When Uncanny Valley begins, Anna Wiener feels like she’s going nowhere. As an assistant at a literary agency, she lives on a meager income in New York City, and she’s just broken up with the guy who used to pass her freelance editing gigs. Needless to say, the situation is… suboptimal. So when she gets the chance to move on and join the legions of bright young things converging on Silicon Valley, what can she do but go for it? The ensuing adventure is, of course, more than she bargained for, equity stake or not, but it makes for a fascinating story. Wiener evokes the heady atmosphere of the last decade’s startup culture with a precision you might call uncanny.

7. When We Were Vikings by Andrew David MacDonald   

Narrated by a neurodivergent protagonist, this quirky contemporary novel is moving, sharp, and sweet.
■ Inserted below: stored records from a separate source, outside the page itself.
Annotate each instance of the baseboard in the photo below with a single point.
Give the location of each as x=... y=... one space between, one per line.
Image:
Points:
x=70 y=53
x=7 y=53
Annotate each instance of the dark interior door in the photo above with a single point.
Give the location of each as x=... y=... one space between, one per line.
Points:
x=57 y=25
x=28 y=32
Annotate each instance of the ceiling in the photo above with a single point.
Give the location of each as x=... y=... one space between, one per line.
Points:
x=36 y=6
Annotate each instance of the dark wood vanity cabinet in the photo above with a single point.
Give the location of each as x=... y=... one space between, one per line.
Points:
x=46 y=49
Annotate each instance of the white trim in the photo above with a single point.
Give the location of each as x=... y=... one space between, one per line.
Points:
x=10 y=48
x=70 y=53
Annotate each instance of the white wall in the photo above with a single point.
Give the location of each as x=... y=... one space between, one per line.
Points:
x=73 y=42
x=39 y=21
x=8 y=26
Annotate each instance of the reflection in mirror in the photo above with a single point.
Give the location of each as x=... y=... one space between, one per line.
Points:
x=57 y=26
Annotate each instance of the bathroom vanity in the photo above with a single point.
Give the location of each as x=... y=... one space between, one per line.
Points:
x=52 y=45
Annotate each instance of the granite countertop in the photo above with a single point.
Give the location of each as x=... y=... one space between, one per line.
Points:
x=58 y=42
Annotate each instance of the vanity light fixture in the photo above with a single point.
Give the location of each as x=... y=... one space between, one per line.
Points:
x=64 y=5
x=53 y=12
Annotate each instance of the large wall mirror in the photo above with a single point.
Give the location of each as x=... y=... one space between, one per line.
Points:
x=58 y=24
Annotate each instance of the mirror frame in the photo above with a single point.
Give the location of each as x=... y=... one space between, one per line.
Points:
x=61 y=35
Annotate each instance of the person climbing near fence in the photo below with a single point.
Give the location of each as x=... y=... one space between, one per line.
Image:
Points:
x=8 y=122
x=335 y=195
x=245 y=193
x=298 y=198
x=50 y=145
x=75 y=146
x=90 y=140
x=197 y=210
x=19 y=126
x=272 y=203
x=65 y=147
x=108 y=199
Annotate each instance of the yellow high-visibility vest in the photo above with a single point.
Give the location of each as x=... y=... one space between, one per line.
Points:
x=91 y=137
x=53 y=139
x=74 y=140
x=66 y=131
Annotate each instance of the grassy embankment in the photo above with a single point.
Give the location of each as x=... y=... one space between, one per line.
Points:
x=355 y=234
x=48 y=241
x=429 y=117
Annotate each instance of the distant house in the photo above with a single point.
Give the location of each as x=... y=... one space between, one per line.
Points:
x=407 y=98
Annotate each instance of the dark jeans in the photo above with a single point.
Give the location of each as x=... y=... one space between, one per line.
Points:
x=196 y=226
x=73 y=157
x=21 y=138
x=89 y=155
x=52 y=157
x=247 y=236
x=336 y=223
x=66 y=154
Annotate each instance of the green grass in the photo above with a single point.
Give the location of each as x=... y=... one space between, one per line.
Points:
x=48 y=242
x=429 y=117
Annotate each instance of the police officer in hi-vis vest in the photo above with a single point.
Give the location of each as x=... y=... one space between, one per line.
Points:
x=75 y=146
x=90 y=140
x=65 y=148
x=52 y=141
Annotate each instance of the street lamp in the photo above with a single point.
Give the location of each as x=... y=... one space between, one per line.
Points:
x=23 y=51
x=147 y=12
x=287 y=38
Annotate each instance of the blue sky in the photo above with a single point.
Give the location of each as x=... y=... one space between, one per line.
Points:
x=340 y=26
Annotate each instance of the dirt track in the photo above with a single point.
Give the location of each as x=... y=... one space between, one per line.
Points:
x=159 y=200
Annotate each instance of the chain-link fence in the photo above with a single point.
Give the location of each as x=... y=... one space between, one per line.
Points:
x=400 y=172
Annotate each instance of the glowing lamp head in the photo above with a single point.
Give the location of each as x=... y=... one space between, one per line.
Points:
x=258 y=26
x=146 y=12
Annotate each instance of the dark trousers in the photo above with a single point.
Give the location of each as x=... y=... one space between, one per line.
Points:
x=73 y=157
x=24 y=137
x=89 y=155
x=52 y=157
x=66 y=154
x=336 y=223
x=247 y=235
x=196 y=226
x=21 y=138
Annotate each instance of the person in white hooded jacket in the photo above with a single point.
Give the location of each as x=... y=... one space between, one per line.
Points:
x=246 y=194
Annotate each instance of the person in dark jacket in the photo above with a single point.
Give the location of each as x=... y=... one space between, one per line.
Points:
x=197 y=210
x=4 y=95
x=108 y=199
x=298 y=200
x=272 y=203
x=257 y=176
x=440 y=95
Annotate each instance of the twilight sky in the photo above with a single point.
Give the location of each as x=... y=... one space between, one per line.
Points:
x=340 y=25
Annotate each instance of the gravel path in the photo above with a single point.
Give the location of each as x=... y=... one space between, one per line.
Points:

Twenty-one-year-old Zelda is a college student who lives with fetal alcohol syndrome. She can’t always count on the kindness of strangers, but she’s got a crew that always has her back: her boyfriend, Marxy; her stoic older brother; Gert; and his sometimes-girlfriend, AK47. She’s also sustained by her love for Vikings: those fierce, sword-wielding, Thor-worshipping warriors of old.

Zelda’s cozy world is shaken when she learns her brother might be in trouble—to support them both, he’s gotten mixed up with some dangerous people. Can she channel her inner Valkyrie and come to his rescue? When We Were Vikings introduces us to a beautifully characterized heroine with a truly unforgettable voice.